ECLI:NL:GHSHE:2019:3622
Gerechtshof 's-Hertogenbosch
- Hoger beroep
- Rechtspraak.nl
Wijziging kinderalimentatie en draagkracht in hoger beroep
In deze zaak heeft het Gerechtshof 's-Hertogenbosch op 3 oktober 2019 uitspraak gedaan in een hoger beroep betreffende kinderalimentatie. De man, verzoeker in het principaal hoger beroep, en de vrouw, verzoekster in het incidenteel hoger beroep, zijn de ouders van drie minderjarige kinderen. De man is in hoger beroep gekomen van een beschikking van de rechtbank Oost-Brabant van 4 juli 2018, waarin de kinderalimentatie was vastgesteld. De vrouw heeft een verweerschrift ingediend en tevens incidenteel hoger beroep ingesteld. De mondelinge behandeling vond plaats op 27 juni 2019.

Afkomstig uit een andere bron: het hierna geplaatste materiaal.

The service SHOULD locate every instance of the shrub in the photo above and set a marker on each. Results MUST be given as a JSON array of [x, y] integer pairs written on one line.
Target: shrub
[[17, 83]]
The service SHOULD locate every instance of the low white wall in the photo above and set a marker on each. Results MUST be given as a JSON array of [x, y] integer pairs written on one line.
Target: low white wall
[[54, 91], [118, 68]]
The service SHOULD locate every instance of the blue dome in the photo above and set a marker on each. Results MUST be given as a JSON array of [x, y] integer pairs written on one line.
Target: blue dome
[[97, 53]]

Het hof heeft de feiten vastgesteld op basis van de eerdere beschikking en de ingediende stukken. De man heeft in het verleden een gemiddeld netto inkomen uit arbeid en/of vermogen van € 1.483,96 per maand gehad, maar zijn draagkracht is ter discussie gesteld. De vrouw heeft verzocht om een verhoging van de kinderalimentatie, terwijl de man heeft verzocht om de bestreden beschikking te vernietigen.
Het hof heeft de ingangsdatum van de wijziging van de kinderalimentatie vastgesteld op 4 juli 2018, in plaats van de door de rechtbank vastgestelde datum. De behoefte van de kinderen is vastgesteld op € 523,14 per kind per maand. De draagkracht van de vrouw is berekend op € 1.494,85 per maand, terwijl de draagkracht van de man is vastgesteld op € 483,14 per maand. Het hof heeft geoordeeld dat de man met ingang van 4 juli 2018 een kinderalimentatie van € 89,47 per kind per maand dient te betalen, en met ingang van 1 januari 2019 een bedrag van € 91,26 per kind per maand. De beschikking van de rechtbank is vernietigd voor zover het de kinderalimentatie betreft, en de nieuwe bedragen zijn vastgesteld.